Tessa toyed with the necklace again. ‘I got to know him last summer. I met him at a dinner party given by some people who live down the road from us. He had tickets for Covent Garden – Mozart. I forget the name of the opera, but everyone was saying how difficult it was to get tickets, and Giles could get them. Well, it was heavenly. I’m not awfully keen on opera but we had a box and a bottle of champagne in the interval.’
‘And you had an affair with him,’ I finished it for her.
‘He’s a handsome brute, Bernie. And George was away watching the Japanese making motorcars.’
‘Why not go with him?’ I said.
‘If you’d ever been on one of those trips that car manufacturers provide for the dealers, you wouldn’t ask. Wives are superfluous, darling. There are hot and cold running girls in every bedroom.’
Fiona poured champagne for herself and Tessa, and said, ‘Tess wants to tell you about Giles Trent. She doesn’t want your advice on her marriage.’ This admonition, like all such wifely admonitions, was delivered with a smile and a laugh.
‘So tell me about Giles Trent,’ I said.
‘You were joking just now, I know. But Giles is older than you, Bernie, quite a bit older. He’s a bachelor, very set in his ways. I thought he was queer at first. He’s so neat and tidy and fussy about what he wears and what he eats and all that. In the kitchen – he has a divine house off the King’s Road – all his chopping knives and saucepan
s are placed side by side, smallest on the left and biggest on the right. And it’s so perfect that I was frightened to boil an egg and slice a loaf in case I spilled crumbs on the spotless tiled floor or marked the chopping board.’
‘Tell me how you first discovered he wasn’t queer,’ I said.
‘I said he wouldn’t listen to me,’ Tessa complained to Fiona. ‘I said he’d just make sarcastic remarks all the time, and I was right.’

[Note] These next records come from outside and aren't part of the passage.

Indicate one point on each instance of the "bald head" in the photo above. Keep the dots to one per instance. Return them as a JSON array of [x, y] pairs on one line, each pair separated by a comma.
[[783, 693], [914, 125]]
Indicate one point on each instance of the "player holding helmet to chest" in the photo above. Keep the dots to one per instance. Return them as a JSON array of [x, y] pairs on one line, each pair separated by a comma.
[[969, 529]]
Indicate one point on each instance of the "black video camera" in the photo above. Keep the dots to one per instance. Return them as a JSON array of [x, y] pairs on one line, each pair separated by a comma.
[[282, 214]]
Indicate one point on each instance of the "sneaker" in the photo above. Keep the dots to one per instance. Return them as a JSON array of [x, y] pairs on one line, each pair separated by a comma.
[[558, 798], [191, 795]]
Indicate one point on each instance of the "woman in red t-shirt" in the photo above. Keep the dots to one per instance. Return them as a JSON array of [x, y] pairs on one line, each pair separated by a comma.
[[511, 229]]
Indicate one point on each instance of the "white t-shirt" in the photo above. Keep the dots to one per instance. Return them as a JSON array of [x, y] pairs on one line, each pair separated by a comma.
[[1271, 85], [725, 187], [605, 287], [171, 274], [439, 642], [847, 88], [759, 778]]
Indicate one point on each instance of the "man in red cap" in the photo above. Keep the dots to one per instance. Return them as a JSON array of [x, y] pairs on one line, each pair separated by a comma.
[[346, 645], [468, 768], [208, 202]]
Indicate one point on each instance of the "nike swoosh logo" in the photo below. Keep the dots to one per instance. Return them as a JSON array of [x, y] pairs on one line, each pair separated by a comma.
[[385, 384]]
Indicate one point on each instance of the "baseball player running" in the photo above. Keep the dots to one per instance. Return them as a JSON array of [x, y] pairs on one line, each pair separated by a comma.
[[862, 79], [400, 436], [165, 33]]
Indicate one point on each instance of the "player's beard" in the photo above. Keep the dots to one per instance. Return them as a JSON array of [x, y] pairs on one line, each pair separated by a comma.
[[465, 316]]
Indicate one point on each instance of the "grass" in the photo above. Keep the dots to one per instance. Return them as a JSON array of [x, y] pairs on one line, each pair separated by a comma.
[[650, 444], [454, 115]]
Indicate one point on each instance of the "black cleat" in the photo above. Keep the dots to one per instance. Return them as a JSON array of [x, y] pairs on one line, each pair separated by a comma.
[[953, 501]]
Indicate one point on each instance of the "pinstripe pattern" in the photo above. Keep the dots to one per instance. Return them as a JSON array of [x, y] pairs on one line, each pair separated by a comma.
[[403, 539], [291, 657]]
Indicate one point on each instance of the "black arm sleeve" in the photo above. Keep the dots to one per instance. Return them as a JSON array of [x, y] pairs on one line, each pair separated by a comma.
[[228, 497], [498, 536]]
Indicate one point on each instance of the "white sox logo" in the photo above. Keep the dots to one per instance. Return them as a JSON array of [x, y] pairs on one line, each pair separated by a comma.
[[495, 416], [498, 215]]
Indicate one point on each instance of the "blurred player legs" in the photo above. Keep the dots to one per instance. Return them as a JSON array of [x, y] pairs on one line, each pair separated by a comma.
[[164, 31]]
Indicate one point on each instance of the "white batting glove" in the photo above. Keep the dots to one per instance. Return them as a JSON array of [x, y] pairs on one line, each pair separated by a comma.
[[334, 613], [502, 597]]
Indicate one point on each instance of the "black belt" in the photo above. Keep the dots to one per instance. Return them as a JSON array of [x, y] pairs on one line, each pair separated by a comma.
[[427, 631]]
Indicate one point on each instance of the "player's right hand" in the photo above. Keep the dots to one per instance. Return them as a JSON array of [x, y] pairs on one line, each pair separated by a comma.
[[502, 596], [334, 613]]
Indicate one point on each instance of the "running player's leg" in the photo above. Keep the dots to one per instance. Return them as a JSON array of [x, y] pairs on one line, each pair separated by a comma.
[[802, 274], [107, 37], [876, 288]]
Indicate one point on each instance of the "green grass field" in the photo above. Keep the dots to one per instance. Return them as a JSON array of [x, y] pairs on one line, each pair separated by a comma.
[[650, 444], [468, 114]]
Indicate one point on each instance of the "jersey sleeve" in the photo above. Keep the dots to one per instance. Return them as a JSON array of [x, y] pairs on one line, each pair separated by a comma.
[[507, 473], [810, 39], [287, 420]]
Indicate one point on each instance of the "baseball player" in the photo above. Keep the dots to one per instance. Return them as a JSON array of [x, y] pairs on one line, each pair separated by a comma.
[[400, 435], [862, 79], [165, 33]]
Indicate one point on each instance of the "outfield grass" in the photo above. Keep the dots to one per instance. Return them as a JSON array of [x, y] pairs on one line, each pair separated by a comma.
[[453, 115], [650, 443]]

‘It’s serious, Bernard,’ said my wife. She only called me Bernard when things were serious.
‘You mean it’s wedding bells for Tessa and Giles?’
‘I mean Giles Trent is passing intelligence material to someone from the Russian Embassy.’
There was a long silence until finally I said, ‘Shit.’
‘Giles Trent has been in the service a long time,’ said Fiona.
‘Longer than I have,’ I said. ‘Giles Trent was lecturing at the training school by the time I got there.’
‘In Berlin he was in Signals at one time,’ said Fiona.
‘Yes,’ I said. ‘And he compiled that training report for interrogators. I don’t like the sound of that. Giles Trent, eh?’
‘Giles Trent doesn’t seem the type,’ said Fiona. All the ladies had a soft spot for the elegant and gentlemanly Giles Trent. He raised his hat to them and always had a clean shirt.
‘They never are the type,’ I said.
‘But no contacts with field agents,’ said Fiona.
‘Well, let’s be thankful for that at least,’ I said. I looked at Tessa. ‘Have you mentioned all this to anyone?’
‘Only to Daddy,’ said Tessa. ‘He said forget all about it.’
‘Good old Daddy,’ I said. ‘Always there when you need him.’
Mrs Dias came in bearing a large platter of shrimp fried in batter. ‘Don’t eat too many, sir,’ she said in her shrill accent. ‘Make you very fat.’ The Portuguese are a lugubrious breed, and yet Mrs Dias was always smiling. I had the feeling that we were paying her too much.
‘You’re wonderful, Mrs Dias,’ said my wife, smiling, although the smile faded when she recognized the shrimps as those she’d set aside in the kitchen to thaw for next day’s lunch.